Some librarians, however, had another skill that Google still lacks. They could sometimes answer your question by pulling from two or more sources.
Integrated Search
This is where integrated search comes into play. Google can generate an answer box if the information exists on a single page somewhere on the internet. Knowledge panels can source information from multiple sources but are limited to people, places, organizations, and things. These are both about facts or what Google’s knowledge graph deems to be facts. Otherwise, Google can only provide you with information related to your question that has already been published somewhere.

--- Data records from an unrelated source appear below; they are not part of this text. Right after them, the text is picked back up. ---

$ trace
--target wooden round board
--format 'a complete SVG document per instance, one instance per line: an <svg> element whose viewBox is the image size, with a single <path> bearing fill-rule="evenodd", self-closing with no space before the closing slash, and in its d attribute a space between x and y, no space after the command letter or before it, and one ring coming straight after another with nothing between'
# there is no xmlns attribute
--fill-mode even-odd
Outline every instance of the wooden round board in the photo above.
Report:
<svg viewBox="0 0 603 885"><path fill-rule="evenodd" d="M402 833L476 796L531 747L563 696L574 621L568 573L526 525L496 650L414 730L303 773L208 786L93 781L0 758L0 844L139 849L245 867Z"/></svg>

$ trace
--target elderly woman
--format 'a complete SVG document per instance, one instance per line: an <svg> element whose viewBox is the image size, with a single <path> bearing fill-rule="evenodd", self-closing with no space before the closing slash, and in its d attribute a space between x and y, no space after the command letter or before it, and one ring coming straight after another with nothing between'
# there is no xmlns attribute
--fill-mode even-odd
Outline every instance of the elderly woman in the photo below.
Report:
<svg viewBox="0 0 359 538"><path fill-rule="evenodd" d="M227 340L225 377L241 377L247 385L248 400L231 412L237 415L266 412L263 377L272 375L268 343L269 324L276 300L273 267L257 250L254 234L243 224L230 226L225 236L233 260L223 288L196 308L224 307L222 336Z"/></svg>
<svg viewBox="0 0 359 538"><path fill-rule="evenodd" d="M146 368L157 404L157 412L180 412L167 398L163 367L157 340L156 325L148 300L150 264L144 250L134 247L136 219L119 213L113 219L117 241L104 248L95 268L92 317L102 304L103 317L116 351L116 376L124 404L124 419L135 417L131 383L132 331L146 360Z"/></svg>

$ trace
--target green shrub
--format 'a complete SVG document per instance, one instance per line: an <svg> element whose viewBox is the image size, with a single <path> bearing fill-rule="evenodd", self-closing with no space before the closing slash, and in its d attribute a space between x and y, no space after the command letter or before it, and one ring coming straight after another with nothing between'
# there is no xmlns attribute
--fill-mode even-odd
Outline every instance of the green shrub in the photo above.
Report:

ChatGPT has many redeeming qualities. However, one thing that intrigued many people was its ability to synthesize information, seemingly from multiple sources, to answer questions that may not have previously been addressed on a single webpage. This was a reason why I would sometimes use InstructGPT earlier in 2022 for searches where I was unsuccessful with Google. It is the same reason I am testing YouChat and other conversational search engines now.
Large language models are not limited to the vessel (i.e., page) construct. They are about the words and, through a prediction model, the ideas they are used to express when assembled together. This is more humanlike. We can easily integrate data from multiple sources to answer a question or generate a new idea.
Conversational Search
Another feature that caught ChatGPT users’ attention was the conversational nature of the search. You can enter a search query in natural language for Google, but there is no ability to have a conversation about the answer or refine the search through collaboration. ChatGPT and, to some extent, YouChat, can continue expanding on the ideas expressed in the question and subsequent answers. This can lead to the discovery of new information and also can help the user refine their search if the answers are not quite what they wanted.
This is how we would interact with the librarian mentioned above. We could collaboratively refine the ideas in the question to arrive at a better answer. Isn’t that the entire point?
The conversational search options we have seen to date are generally brittle and lacking important features. With that said, they are also a powerful addition to the traditional search model pioneered by Google because they provide new benefits. The model is very similar to what we would expect from having an expert sitting beside us.
Based on what we have seen so far and the widespread consumer interest, it seems inevitable that some types of search will be conducted in a AI-enabled conversational format. Microsoft seems well-suited to be a leader in this space.